In August 2025, the EWCF announced the Esports Nations Cup, a global recurring national team competition in esports, set to launch in Riyadh in November 2027 (initially November 2026), partnering with publishers like Electronic Arts, Krafton, Tencent, and Ubisoft. National teams are represented by partner organizations and individuals, including national esports and traditional sports organizations and non-governmental organizations.

=== Other initiatives ===
The Foundation launched Esports Spotlight, a YouTube channel featuring esports professionals, creators, and celebrities.

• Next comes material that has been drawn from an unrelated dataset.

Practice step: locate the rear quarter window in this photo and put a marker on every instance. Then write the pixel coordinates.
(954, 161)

In 2025, the EWCF became the Founding Partner for the inaugural Olympic Esports Games in Riyadh in 2027, partnering with the International Olympic Committee (IOC) to bridge esports and traditional sports, including game selection and qualification pathways. However, talks broke down between the two organizations in October, likely as a result of the formation of the Esports Nations Cup, leading to the EWCF pulling out of the Olympic Esports Games entirely.

== Organization ==
The EF is headquartered in Riyadh and employs between 100 to 200 people. Events are held at venues in Riyadh's Boulevard City, including the SEF Arena and stc Play Gaming Hall. The Foundation oversees a trophy system for the EWC Club Championship, designed by Thomas Lyte.

== Criticism ==
The EF and the Esports World Cup have faced criticism for serving as a form of sportswashing by the Saudi government to divert attention from human rights issues, including restrictions on LGBTQ+ rights, women's rights, and freedom of expression. This has led to withdrawals by teams such as Ex Oblivione (2024), ChrisCCH (2025), and GeoGuessr (2025).

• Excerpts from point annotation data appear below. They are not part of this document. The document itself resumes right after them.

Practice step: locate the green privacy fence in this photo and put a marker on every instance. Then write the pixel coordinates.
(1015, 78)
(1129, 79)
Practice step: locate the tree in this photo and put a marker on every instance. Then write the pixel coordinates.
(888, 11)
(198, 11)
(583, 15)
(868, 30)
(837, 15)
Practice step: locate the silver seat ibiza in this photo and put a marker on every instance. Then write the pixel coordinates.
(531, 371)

The EF was later alleged to have interfered with the selection process for South Korea's rosters at the planned 2026 Esports Nations Cup in Riyadh by pushing some players to represent the country in select titles. The move, which went against the selection process done by the Korea e-Sports Association (KeSPA), South Korea's appointed "National Team Partner", ultimately led to the Foundation removing KeSPA from the partner role. The Esports Foundation and KeSPA would later agree on the latter's return to the Esports Nations Cup.